Self-omics: A Self-supervised Learning Framework for Multi-omics Cancer Data

Abstract

We have gained access to vast amounts of multi-omics data thanks to Next Generation Sequencing. However, it is challenging to analyse this data due to its high dimensionality and much of it not being annotated. Lack of annotated data is a significant problem in machine learning, and Self-Supervised Learning (SSL) methods are typically used to deal with limited labelled data. However, there is a lack of studies that use SSL methods to exploit inter-omics relationships on unlabelled multi-omics data. In this work, we develop a novel and efficient pre-training paradigm that consists of various SSL components, including but not limited to contrastive alignment, data recovery from corrupted samples, and using one type of omics data to recover other omic types. Our pre-training paradigm improves performance on downstream tasks with limited labelled data.

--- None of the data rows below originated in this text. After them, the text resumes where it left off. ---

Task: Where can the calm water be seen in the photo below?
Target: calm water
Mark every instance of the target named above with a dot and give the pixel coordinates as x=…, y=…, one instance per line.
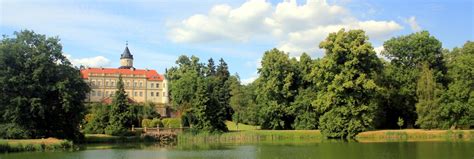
x=326, y=150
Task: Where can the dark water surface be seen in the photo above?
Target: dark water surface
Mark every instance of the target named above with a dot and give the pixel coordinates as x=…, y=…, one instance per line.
x=326, y=150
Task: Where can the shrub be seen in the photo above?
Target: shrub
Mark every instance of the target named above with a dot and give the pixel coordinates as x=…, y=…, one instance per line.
x=151, y=123
x=97, y=120
x=146, y=123
x=13, y=131
x=171, y=122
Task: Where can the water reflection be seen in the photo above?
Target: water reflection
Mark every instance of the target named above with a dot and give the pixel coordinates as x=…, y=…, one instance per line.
x=266, y=150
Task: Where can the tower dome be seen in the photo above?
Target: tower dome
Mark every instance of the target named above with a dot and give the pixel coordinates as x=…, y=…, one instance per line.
x=126, y=59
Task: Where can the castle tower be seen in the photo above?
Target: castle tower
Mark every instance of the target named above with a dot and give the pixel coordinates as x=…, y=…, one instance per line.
x=126, y=59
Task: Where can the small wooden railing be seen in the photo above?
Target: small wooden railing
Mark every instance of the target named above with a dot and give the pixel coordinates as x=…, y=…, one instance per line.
x=160, y=130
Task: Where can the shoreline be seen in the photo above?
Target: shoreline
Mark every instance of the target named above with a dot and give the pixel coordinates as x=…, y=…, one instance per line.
x=240, y=137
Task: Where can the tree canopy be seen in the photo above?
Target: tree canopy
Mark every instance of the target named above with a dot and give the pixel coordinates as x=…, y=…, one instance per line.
x=41, y=93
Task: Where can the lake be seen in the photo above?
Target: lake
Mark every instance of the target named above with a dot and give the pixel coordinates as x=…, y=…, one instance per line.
x=320, y=149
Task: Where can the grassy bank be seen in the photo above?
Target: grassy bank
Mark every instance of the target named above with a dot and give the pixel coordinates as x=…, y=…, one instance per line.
x=415, y=135
x=251, y=134
x=102, y=138
x=49, y=144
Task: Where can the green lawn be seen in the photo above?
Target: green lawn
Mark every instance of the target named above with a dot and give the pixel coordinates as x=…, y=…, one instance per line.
x=233, y=127
x=49, y=144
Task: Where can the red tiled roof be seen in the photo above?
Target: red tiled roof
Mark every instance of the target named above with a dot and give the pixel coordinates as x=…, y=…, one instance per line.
x=151, y=75
x=108, y=100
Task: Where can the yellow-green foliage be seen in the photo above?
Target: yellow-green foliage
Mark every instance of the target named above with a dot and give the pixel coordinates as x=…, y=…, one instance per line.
x=35, y=145
x=232, y=127
x=171, y=122
x=151, y=123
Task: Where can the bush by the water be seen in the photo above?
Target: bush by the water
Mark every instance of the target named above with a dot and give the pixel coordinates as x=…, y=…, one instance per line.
x=171, y=122
x=151, y=123
x=13, y=131
x=33, y=146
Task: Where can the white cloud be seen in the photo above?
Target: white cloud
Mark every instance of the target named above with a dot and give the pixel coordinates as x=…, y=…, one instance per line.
x=97, y=61
x=296, y=27
x=223, y=22
x=379, y=49
x=413, y=24
x=75, y=23
x=249, y=80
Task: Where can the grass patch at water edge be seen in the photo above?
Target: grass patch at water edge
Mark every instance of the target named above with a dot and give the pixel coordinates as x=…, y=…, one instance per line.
x=49, y=144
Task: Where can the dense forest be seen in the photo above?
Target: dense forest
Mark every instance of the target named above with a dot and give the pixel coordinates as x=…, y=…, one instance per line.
x=416, y=84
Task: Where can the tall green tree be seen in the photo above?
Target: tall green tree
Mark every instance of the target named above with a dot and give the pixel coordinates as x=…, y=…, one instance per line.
x=119, y=115
x=196, y=92
x=427, y=93
x=304, y=111
x=406, y=54
x=41, y=94
x=347, y=78
x=457, y=103
x=222, y=88
x=182, y=81
x=276, y=88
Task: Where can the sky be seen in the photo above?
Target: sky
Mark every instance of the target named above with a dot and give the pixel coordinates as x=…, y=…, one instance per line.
x=94, y=33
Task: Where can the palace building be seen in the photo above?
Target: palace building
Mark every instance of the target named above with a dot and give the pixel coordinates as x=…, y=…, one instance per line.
x=141, y=85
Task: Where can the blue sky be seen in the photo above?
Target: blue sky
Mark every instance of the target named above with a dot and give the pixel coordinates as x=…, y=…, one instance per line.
x=158, y=31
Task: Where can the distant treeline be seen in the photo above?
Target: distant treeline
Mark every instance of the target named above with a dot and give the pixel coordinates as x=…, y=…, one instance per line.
x=417, y=83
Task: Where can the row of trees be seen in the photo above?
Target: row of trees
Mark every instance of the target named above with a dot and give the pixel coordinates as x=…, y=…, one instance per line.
x=41, y=94
x=201, y=92
x=351, y=90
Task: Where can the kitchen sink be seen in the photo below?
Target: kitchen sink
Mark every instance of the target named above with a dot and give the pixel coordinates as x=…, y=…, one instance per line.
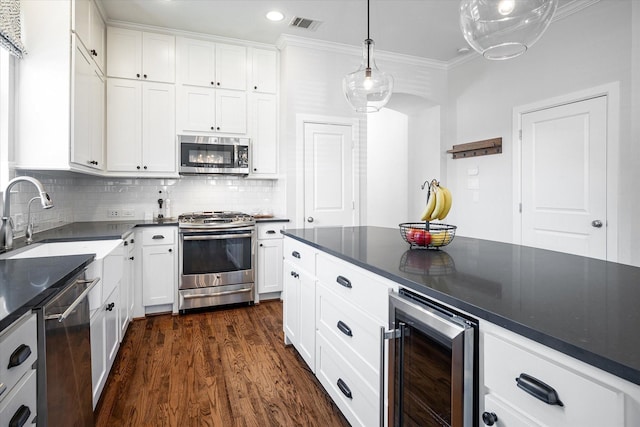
x=99, y=247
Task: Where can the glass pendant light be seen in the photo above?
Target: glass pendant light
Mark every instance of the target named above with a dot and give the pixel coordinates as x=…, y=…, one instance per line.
x=367, y=89
x=503, y=29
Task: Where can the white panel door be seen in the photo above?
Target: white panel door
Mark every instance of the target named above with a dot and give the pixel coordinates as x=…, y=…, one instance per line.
x=564, y=178
x=328, y=175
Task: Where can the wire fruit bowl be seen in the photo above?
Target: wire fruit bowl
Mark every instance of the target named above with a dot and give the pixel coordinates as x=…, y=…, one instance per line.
x=426, y=235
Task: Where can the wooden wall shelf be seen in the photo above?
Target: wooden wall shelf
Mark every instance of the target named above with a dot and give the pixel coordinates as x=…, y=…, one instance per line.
x=478, y=148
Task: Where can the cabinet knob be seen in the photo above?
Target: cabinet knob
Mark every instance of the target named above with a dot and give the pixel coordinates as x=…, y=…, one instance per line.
x=489, y=418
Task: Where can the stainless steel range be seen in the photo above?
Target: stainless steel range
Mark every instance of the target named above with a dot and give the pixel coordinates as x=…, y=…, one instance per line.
x=217, y=259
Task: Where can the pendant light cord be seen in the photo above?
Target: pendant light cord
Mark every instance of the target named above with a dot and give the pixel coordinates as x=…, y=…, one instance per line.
x=368, y=41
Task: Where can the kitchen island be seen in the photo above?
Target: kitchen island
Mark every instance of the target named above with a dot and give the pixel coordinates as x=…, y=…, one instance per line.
x=583, y=307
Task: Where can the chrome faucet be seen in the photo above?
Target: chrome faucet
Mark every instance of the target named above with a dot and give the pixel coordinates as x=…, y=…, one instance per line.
x=6, y=230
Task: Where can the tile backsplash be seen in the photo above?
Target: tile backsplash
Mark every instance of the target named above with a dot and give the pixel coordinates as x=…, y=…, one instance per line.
x=79, y=198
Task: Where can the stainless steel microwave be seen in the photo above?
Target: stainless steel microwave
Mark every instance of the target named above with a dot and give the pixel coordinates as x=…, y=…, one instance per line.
x=213, y=155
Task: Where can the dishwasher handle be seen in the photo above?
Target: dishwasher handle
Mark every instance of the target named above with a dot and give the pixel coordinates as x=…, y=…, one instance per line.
x=62, y=316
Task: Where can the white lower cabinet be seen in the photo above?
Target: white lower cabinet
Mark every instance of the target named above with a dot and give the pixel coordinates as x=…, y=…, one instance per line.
x=18, y=395
x=159, y=267
x=589, y=396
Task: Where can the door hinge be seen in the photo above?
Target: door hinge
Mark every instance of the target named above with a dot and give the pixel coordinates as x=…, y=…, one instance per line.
x=391, y=335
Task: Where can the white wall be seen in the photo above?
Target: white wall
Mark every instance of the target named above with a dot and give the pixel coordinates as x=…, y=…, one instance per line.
x=387, y=168
x=311, y=84
x=584, y=50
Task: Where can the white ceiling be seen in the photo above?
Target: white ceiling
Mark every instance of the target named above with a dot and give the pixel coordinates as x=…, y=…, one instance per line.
x=423, y=28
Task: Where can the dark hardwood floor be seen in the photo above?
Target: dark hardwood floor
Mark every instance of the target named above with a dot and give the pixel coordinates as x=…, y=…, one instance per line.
x=227, y=367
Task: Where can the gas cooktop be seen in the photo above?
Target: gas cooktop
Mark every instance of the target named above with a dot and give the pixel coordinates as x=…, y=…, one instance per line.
x=214, y=219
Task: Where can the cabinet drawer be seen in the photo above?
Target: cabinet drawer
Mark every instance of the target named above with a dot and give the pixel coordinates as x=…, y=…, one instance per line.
x=585, y=401
x=23, y=395
x=158, y=236
x=353, y=333
x=270, y=230
x=302, y=255
x=19, y=341
x=361, y=288
x=507, y=416
x=357, y=400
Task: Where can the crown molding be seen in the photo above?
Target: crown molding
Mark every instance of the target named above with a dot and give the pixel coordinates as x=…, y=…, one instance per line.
x=287, y=40
x=183, y=33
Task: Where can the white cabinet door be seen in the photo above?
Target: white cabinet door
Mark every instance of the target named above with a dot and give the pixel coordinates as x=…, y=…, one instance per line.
x=158, y=57
x=124, y=125
x=269, y=266
x=264, y=71
x=111, y=327
x=195, y=62
x=291, y=298
x=307, y=335
x=231, y=111
x=81, y=120
x=158, y=127
x=159, y=274
x=98, y=354
x=124, y=53
x=264, y=143
x=231, y=67
x=97, y=36
x=196, y=109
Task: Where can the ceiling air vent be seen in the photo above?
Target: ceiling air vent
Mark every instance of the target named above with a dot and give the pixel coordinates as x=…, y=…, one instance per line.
x=304, y=23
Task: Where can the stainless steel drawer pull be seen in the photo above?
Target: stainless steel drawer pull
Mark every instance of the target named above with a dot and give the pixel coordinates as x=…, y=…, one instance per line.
x=193, y=296
x=19, y=355
x=344, y=281
x=344, y=388
x=538, y=389
x=21, y=416
x=344, y=328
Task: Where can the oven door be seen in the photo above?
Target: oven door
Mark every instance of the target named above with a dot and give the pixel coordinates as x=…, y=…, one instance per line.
x=432, y=360
x=216, y=258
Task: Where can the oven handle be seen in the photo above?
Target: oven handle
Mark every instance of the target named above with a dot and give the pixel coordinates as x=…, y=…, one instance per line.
x=216, y=236
x=193, y=296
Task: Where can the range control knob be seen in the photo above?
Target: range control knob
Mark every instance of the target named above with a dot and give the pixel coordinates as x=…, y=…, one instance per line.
x=489, y=418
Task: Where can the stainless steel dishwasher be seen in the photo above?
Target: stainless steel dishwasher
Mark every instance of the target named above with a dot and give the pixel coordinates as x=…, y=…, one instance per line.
x=64, y=357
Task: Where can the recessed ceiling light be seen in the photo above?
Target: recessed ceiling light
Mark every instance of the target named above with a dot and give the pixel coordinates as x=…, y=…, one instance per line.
x=275, y=16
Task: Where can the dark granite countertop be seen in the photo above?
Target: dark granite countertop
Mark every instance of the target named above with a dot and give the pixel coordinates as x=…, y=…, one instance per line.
x=583, y=307
x=27, y=282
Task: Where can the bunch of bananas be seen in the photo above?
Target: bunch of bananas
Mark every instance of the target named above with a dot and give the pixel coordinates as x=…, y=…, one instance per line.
x=438, y=202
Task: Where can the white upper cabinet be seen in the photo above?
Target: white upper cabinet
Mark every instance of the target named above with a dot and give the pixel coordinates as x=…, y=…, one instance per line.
x=264, y=71
x=89, y=27
x=140, y=55
x=207, y=64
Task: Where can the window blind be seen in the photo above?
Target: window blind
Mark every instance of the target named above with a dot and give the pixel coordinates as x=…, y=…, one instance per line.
x=10, y=27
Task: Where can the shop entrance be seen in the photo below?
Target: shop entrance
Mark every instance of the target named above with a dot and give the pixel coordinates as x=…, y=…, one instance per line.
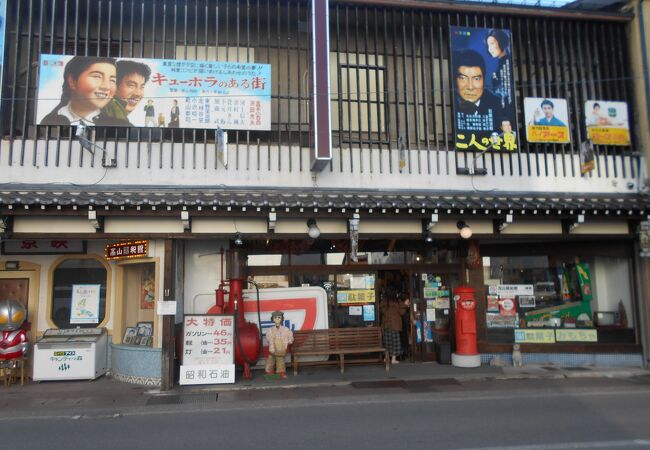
x=137, y=289
x=426, y=325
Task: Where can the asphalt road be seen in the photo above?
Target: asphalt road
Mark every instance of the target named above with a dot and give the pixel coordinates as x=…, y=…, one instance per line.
x=445, y=414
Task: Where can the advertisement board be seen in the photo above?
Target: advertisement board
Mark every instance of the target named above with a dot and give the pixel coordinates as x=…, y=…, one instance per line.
x=208, y=350
x=84, y=307
x=483, y=84
x=160, y=93
x=547, y=120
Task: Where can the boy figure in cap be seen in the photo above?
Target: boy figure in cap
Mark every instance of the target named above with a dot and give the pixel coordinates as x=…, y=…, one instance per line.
x=279, y=337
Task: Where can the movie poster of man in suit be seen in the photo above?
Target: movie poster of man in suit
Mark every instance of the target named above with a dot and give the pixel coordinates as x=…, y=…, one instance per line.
x=482, y=80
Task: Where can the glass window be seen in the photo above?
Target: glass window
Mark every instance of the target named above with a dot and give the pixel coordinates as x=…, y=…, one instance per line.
x=73, y=272
x=557, y=292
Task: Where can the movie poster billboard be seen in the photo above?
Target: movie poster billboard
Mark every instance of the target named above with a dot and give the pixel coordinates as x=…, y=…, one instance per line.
x=161, y=93
x=547, y=120
x=483, y=86
x=607, y=122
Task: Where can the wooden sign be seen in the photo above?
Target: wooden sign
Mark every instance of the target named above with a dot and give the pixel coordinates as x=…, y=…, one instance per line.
x=126, y=250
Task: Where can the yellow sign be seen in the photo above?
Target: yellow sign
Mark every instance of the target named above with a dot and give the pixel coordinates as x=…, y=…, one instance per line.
x=551, y=134
x=533, y=336
x=573, y=335
x=609, y=135
x=356, y=296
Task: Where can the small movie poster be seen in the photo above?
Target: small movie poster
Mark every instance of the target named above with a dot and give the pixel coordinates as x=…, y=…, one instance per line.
x=607, y=122
x=547, y=120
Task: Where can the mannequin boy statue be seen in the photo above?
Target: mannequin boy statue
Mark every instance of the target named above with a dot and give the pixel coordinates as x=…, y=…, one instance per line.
x=279, y=337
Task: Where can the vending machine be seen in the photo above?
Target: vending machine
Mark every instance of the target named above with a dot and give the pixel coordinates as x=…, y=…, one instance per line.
x=71, y=354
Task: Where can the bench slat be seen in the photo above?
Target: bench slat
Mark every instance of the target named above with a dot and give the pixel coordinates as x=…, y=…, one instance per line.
x=337, y=341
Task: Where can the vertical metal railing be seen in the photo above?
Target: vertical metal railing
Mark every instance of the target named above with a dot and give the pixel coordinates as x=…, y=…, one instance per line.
x=394, y=63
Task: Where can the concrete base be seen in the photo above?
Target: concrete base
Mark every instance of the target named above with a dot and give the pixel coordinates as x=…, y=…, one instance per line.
x=465, y=360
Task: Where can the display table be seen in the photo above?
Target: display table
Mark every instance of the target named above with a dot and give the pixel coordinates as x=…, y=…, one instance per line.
x=71, y=354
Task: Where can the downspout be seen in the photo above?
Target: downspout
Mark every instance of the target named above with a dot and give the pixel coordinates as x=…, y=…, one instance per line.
x=639, y=271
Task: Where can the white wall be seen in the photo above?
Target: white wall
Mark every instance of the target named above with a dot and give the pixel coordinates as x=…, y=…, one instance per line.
x=202, y=273
x=611, y=284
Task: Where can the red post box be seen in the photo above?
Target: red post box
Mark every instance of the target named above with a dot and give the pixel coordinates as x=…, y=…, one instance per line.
x=466, y=354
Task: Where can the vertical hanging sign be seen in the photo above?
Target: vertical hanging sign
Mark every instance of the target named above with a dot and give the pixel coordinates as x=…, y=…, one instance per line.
x=3, y=17
x=319, y=103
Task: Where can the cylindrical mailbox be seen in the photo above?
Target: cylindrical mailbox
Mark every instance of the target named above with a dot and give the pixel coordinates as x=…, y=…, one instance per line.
x=466, y=354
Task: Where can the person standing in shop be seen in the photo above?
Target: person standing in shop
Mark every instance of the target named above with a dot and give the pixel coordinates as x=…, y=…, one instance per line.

We show that our approach outperforms the state-of-the-art method in cancer type classification on the TCGA pancancer dataset in semi-supervised setting. Moreover, we show that the encoders that are pre-trained using our approach can be used as powerful feature extractors even without fine-tuning. Our ablation study shows that the method is not overly dependent on any pretext task component. The network architectures in our approach are designed to handle missing omic types and multiple datasets for pre-training and downstream training. Our pre-training paradigm can be extended to perform zero-shot classification of rare cancers.